SciTE supports the following languages but probably has support for others: Abaqus*, Ada, ANS.1 MIB definition files*, APDL, Assembler (NASM, MASM), Asymptote*, AutoIt*, Avenue*, Batch files (MS-DOS), Baan*, Bash*, BlitzBasic*, Bullant*, C/C++/C#, Clarion, cmake*, conf (Apache), CSound, CSS*, D, diff files*, E-Script*, Eiffel*, Erlang*, Flagship (Clipper / XBase), Flash (ActionScript), Fortran*, Forth*, GAP*, Gettext, Haskell, HTML*, HTML with embedded JavaScript, VBScript, PHP and ASP*, Gui4Cli*, IDL - both MSIDL and XPIDL*, INI, properties* and similar, InnoSetup*, Java*, JavaScript*, LISP*, LOT*, Lout*, Lua*, Make, Matlab*, Metapost*, MMIXAL, MSSQL, nnCron, NSIS*, Objective Caml*, Opal, Octave*, Pascal/Delphi*, Perl, most of it except for some ambiguous cases*, PL/M*, Progress*, PostScript*, POV-Ray*, PowerBasic*, PowerShell*, PureBasic*, Python*, R*, Rebol*, Ruby*, Scheme*, scriptol*, Specman E*, Spice, Smalltalk, SQL and PLSQL, TADS3*, TeX and LaTeX, Tcl/Tk*, VB and VBScript*, Verilog*, VHDL*, XML*, YAML*.
If you are using Intellij IDEA, just copy the code from the IDE and paste it in the word document.
A web site for coloration with lots of languages.
http://hilite.me/
You can host one yourself since it is open source. The code is on github.
There really isn't a clean way to do it, and it could still look fishy based on your exact style settings.
What you could try to do is to first run a code-to-HTML conversion (there are many programs that do that), and then try to open up the HTML file with word, that might hopefully provide you with the formatted and pretty code, and then copy and paste it into your document.
I was also looking for it and ended up creating something for my code display.
Here's a good way:
Create a rectangular form and place your text inside.
Change the font to Consolas and size ~10.
Change the text font to gray near-black (gray 25%, darker 75%)
Use darker colors to highlight your text if needed and choose one to be the contour.
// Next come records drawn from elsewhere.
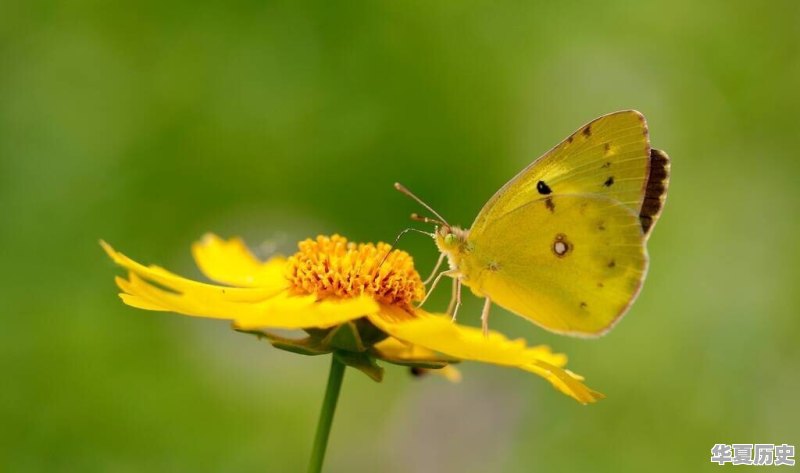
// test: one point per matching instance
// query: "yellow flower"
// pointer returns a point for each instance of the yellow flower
(355, 301)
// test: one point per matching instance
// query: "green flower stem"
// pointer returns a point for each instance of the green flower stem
(326, 415)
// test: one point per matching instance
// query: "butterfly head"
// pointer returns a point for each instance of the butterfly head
(450, 239)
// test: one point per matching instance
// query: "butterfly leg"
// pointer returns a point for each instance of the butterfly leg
(435, 282)
(435, 268)
(456, 299)
(452, 305)
(485, 317)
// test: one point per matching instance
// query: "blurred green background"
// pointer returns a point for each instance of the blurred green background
(149, 124)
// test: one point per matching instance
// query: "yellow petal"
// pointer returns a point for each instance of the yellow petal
(292, 312)
(282, 310)
(565, 381)
(196, 290)
(231, 262)
(449, 372)
(395, 349)
(440, 334)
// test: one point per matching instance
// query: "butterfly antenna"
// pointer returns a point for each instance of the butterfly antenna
(391, 248)
(416, 217)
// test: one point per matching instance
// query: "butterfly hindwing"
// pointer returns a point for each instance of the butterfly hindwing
(569, 263)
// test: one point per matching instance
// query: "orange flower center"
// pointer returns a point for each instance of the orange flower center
(333, 267)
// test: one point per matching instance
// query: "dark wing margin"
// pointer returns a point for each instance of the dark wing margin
(656, 190)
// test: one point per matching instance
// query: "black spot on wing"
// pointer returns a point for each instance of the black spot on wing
(656, 189)
(543, 188)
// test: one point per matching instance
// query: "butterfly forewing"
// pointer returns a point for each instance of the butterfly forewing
(609, 156)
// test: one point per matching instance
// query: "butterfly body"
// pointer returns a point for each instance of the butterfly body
(563, 244)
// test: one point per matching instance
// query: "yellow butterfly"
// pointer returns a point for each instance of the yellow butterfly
(562, 244)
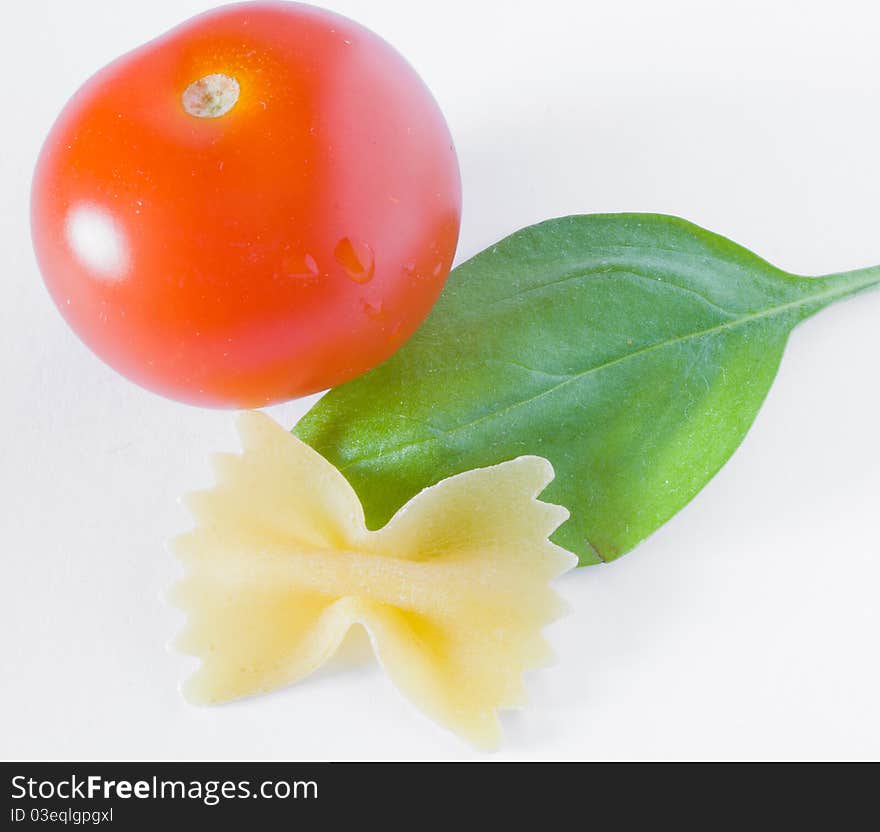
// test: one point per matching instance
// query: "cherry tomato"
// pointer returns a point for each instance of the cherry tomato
(262, 203)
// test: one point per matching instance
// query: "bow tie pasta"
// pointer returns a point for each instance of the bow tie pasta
(453, 591)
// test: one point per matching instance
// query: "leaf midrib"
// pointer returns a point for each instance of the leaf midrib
(830, 294)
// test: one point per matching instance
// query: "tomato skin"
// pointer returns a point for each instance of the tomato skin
(279, 249)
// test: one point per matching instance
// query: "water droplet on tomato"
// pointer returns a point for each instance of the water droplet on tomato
(302, 266)
(357, 258)
(373, 310)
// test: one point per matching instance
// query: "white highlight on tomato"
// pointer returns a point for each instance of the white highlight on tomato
(97, 241)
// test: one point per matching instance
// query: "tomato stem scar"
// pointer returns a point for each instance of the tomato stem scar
(212, 96)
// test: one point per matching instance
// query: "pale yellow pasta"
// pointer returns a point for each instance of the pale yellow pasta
(453, 591)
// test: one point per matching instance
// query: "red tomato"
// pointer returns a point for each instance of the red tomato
(262, 203)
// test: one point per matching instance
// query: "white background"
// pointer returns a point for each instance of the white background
(748, 627)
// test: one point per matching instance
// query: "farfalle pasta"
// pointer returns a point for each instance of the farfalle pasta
(453, 591)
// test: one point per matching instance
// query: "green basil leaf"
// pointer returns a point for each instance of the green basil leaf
(632, 351)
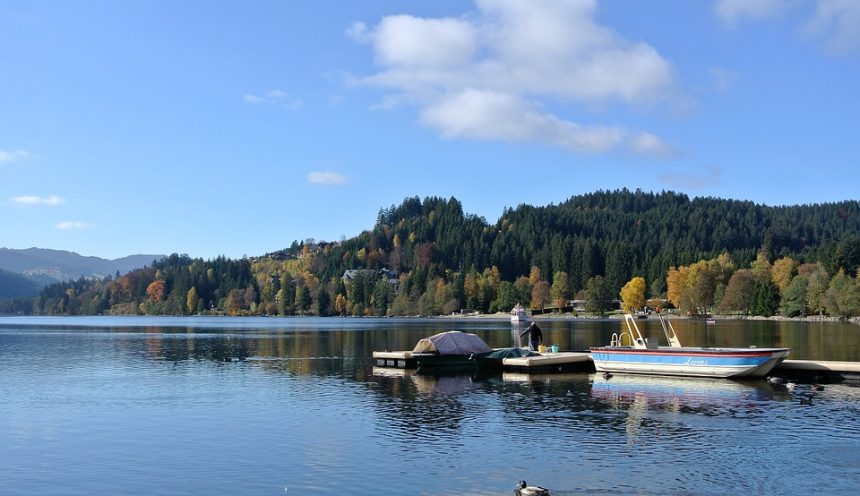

I have created an easier method using tables, as they are easier to create, manage, and more consistent (with the possibility to save the table's style inside the document itself), but I couldn't find a better way for code colouring scheme, sorry for that.
Steps:
Create a 3x3 table.
Select the table, and make its borders invisible ("No Borders" option), and activate "View Gridlines" option.
Make the adjustments to cells' spacing and columns' widths to get the desired aspect. (You will have to get in "Table Properties" for fine tuning).
Create a "Paragraph Style" with the name of "Code" just for your code snippets (as mentioned in https://stackoverflow.com/a/25092977/8533804)
Create another "Paragraph Style" with the name of "Code_numberline" that will be based upon the previous created style, but this you will add a numbering line in its definition (this will automate line numbering).
Apply "Code_numberline" to the first column, and "Code" to the 3 column.
Add a fill in the middle column.
Save that table style and enjoy!
The best presentation for code in documents is in a fixed-width font (as it should appear in an IDE), with either a faint, shaded background or a light border to distinguish the block from other text.
If its Java source code copy it to Visual Studio and then copy it back to Word.